Los adquirentes previenen el fraude de contracargos de sus comercios monitorizando el comportamiento de las entidades a lo largo del tiempo, en lugar de revisar transacciones individuales. Los comercios fraudulentos – los que ejecutan esquemas de fuga o blanquean transacciones – parecen legítimos a nivel de transacción hasta que el patrón de contracargos se hace visible. La monitorización con IA a nivel de comercio, que sigue la velocidad de liquidación, las ratios de disputa, los patrones de reembolso y las comparaciones con comercios similares, detecta esos patrones semanas antes de que lleguen los contracargos, dando al adquirente tiempo para retener liquidaciones y bloquear cuentas antes de que las pérdidas se acumulen.
El fraude amistoso se produce cuando un cliente disputa un cargo legítimo para recuperar su dinero y quedarse además con los bienes o servicios. Se detiene creando un rastro sólido de pruebas en el momento de la compra: datos de IP y dispositivo, confirmación de entrega o registros de acceso, historial de comunicación por correo y autorización firmada cuando proceda.

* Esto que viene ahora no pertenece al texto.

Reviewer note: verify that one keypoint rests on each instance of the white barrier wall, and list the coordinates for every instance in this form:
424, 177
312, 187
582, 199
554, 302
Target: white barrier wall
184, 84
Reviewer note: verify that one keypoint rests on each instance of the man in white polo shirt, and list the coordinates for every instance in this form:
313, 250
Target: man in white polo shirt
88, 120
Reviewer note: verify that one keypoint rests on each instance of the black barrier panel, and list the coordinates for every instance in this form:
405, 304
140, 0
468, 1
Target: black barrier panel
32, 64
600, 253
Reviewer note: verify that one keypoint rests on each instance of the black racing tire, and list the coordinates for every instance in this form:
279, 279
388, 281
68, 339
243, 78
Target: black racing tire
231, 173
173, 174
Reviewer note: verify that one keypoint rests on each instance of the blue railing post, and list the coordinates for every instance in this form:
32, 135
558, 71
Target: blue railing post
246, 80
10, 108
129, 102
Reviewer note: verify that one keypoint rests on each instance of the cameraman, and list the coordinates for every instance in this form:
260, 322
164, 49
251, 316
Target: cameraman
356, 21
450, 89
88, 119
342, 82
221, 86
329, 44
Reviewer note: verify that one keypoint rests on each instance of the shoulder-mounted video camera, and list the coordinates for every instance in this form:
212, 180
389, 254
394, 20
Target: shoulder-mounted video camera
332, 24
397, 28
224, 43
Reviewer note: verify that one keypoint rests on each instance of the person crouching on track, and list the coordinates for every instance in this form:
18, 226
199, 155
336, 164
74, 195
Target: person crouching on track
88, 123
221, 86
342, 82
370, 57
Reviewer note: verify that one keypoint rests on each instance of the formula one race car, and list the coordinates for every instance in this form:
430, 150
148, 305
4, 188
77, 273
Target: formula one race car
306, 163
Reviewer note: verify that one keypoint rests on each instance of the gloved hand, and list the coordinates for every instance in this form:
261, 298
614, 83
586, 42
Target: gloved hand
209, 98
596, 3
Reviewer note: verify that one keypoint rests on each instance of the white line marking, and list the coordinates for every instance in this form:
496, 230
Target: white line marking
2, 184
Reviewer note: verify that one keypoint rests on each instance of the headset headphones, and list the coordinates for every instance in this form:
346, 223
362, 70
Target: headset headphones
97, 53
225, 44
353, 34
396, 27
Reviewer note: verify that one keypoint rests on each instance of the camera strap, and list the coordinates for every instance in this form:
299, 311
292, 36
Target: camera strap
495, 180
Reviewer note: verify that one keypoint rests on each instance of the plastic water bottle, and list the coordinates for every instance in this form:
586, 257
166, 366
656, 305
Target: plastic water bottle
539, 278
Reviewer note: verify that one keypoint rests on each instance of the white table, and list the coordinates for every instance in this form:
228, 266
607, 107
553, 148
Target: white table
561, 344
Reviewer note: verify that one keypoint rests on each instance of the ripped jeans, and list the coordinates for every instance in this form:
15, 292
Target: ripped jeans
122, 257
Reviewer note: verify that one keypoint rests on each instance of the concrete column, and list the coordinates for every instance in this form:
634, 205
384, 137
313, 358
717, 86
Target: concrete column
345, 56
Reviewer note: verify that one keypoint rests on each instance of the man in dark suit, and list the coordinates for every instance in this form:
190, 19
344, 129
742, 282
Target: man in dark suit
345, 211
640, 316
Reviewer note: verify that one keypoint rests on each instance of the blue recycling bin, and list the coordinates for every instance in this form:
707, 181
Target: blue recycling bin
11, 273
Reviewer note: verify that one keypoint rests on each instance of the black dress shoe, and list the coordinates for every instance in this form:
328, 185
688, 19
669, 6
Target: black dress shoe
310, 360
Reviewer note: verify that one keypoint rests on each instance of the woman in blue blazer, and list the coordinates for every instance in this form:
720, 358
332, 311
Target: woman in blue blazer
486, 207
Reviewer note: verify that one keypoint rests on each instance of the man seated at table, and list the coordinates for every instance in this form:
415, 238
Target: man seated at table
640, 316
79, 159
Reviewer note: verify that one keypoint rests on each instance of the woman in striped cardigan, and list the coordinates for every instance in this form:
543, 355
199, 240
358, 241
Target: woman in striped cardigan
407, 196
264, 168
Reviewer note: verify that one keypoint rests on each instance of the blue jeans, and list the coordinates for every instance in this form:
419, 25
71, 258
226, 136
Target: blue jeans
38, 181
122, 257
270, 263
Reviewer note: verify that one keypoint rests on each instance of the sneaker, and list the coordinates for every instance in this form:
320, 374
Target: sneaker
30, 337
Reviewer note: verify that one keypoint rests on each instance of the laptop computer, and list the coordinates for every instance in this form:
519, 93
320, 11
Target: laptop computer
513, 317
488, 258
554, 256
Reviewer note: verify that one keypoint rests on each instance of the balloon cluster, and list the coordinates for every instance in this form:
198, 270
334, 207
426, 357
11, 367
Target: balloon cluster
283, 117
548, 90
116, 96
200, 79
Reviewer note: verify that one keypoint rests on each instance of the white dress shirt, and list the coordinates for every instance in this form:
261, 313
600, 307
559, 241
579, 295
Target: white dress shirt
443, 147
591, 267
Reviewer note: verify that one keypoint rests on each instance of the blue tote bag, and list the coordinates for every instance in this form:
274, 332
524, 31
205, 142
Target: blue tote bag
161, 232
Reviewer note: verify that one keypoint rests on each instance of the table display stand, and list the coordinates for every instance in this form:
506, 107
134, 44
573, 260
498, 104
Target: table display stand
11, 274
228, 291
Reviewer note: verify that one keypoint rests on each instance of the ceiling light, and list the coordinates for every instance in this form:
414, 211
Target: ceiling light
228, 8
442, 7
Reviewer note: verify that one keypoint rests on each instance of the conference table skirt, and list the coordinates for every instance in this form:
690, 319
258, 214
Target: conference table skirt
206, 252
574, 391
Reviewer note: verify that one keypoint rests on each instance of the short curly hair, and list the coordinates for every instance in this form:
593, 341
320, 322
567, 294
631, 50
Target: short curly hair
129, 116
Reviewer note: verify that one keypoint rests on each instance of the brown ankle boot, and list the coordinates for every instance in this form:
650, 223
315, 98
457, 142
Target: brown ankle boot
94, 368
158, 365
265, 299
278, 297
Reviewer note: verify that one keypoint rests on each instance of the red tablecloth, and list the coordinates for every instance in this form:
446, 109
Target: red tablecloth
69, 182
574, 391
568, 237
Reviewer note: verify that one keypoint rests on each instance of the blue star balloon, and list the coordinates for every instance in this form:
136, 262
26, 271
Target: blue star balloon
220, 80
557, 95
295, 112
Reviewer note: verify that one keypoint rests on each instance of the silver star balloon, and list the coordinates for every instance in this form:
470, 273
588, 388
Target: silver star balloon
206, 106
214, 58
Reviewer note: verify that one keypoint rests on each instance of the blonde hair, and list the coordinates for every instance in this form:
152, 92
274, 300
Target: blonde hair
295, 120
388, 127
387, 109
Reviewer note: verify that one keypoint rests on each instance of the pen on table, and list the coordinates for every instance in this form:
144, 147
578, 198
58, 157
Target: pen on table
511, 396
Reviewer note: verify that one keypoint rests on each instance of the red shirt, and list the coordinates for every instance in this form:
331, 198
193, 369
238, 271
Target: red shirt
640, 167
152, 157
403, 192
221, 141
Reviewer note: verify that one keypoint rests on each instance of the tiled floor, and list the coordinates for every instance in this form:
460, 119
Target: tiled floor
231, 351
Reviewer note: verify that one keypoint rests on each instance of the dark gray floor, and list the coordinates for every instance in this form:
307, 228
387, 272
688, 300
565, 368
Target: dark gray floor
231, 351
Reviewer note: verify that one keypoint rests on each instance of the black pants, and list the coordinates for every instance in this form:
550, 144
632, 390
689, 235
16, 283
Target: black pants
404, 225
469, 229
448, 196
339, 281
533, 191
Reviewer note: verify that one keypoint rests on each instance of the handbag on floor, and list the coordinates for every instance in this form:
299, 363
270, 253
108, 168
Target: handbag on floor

Los descriptores de comercio claros evitan las disputas accidentales de clientes que no reconocen un cargo. Una atención al cliente accesible intercepta las disputas deliberadas antes de que lleguen al banco. Y un proceso de representación estructurado, con pruebas específicas ajustadas al código de motivo, recupera fondos cuando la disputa ya se ha presentado.
La autenticación 3DS no detiene todo el fraude de contracargos, pero sí aporta un traslado de responsabilidad que protege a comercios y adquirentes frente a contracargos sobre transacciones autenticadas. Cuando un titular completa la verificación 3DS y después disputa la transacción como no autorizada, la responsabilidad pasa del comercio al emisor. En las transacciones donde no se aplicó 3DS – porque no se activó o porque estaban exentas –, el comercio conserva la responsabilidad. El 3DS dinámico, aplicado de forma selectiva según el scoring de riesgo en tiempo real y no a todas las transacciones, equilibra la protección de responsabilidad con la fricción en el checkout que provoca abandono de carrito.
Para gestionar los contracargos una vez presentados, actúa de inmediato: las ventanas de respuesta son habitualmente de 7 a 30 días y perder el plazo anula la representación automáticamente. Construye una respuesta ajustada al código de motivo concreto, ya que las pruebas que no responden al motivo declarado difícilmente prosperarán por muy detalladas que sean. Incluye registros de transacción con marcas de tiempo, datos de IP y dispositivo, confirmación de entrega o registros de acceso, y la comunicación con el cliente. Calcula el retorno antes de disputar cada caso: en transacciones de bajo valor, donde el coste de representar supera lo recuperable, aceptar el contracargo y concentrarse en la prevención aguas arriba suele ser la opción más racional.